I’m using cufft to perform C2C transformation of purely real numbers into the frequency domain and then back out to the spatial domain. I’m using `cufftMakePlan2d`

which has arguments for `nx`

and `ny`

which I am selecting to be powers of two (i.e. `2^n`

) and then `cufftExecC2C()`

to perform the transformation.
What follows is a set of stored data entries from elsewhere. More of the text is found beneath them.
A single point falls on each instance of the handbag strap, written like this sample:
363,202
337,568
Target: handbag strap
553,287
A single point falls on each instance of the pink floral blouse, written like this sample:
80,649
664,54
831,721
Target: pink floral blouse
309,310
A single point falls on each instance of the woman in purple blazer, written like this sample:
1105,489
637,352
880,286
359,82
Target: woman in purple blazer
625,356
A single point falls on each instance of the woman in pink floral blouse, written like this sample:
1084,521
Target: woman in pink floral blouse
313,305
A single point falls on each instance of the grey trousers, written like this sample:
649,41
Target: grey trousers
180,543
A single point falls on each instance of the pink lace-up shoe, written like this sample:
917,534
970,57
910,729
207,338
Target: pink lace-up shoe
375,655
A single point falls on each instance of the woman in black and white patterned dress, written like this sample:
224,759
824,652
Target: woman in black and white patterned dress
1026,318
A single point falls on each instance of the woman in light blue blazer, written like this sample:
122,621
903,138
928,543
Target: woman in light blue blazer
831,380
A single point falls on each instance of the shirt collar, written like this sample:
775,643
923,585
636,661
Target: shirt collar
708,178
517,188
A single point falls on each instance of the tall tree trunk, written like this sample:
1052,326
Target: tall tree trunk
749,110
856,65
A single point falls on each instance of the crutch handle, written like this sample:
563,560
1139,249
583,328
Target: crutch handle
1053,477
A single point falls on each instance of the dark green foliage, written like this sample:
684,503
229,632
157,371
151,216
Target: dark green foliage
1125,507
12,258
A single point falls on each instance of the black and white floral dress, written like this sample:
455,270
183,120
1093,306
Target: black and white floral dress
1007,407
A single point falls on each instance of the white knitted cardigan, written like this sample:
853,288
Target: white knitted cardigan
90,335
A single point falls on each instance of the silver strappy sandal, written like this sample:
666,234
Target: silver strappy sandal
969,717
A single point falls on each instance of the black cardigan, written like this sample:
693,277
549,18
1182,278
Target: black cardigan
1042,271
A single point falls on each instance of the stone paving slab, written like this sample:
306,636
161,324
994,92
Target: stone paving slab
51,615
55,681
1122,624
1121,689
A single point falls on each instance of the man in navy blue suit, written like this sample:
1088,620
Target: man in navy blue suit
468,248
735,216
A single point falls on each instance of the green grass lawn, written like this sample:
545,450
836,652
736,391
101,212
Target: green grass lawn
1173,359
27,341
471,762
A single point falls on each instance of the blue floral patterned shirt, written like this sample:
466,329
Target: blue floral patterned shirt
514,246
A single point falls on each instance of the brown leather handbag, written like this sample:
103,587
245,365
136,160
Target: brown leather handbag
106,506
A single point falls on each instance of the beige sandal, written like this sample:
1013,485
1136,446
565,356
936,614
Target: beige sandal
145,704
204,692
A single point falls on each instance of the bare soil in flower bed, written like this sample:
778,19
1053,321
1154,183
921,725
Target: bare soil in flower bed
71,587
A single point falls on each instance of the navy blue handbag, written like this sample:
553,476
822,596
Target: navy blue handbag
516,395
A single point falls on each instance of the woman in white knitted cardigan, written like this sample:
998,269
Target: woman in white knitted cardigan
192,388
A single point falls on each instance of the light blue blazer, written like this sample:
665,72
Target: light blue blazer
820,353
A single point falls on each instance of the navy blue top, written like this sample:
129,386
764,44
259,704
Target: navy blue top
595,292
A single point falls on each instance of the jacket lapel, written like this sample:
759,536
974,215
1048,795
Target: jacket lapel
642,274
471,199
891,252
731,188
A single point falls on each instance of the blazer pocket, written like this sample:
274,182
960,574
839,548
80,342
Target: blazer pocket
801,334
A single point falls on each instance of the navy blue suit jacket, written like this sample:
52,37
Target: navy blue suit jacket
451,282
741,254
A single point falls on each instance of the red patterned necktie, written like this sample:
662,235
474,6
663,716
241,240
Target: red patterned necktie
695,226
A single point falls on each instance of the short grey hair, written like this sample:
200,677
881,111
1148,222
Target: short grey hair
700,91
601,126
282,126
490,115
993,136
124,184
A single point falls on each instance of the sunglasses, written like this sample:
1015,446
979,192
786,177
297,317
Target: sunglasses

If I scale the result of the forward transformation into the frequency domain by `sqrt( nx * ny )`

and then use `cufftExecC2C()`

to bring it back out (inverse) into the spatial domain again and then scale a second time by `sqrt( nx * ny )`

the code works fine as long as `nx == ny`

, however, when they are not equal, the final answer I get, depending upon their ratio, is sometimes mis-scaled. For example, if `nx = 4`

and `ny = 2`

then my spatial answer at the end is too large by a factor of `2`

. Strangely, if `nx = 8`

and `ny = 2`

then my spatial answer is scaled correctly, but then if `nx = 16`

and `ny = 2`

then my spatial answer is scaled up by approximately `1.28`

.

All of this strangeness goes away if instead of scaling by `sqrt( nx * ny )`

on the frequency result and then again on the final spatial result, I defer scaling until the end when I come back out into the spatial result and instead scale by `nx * ny`

. So for now I appear to have a workaround, but I’d like to understand what is going on here.

Can anybody help explain this behavior in Cuda v9 compiled code on V100 GPU on Linux x64?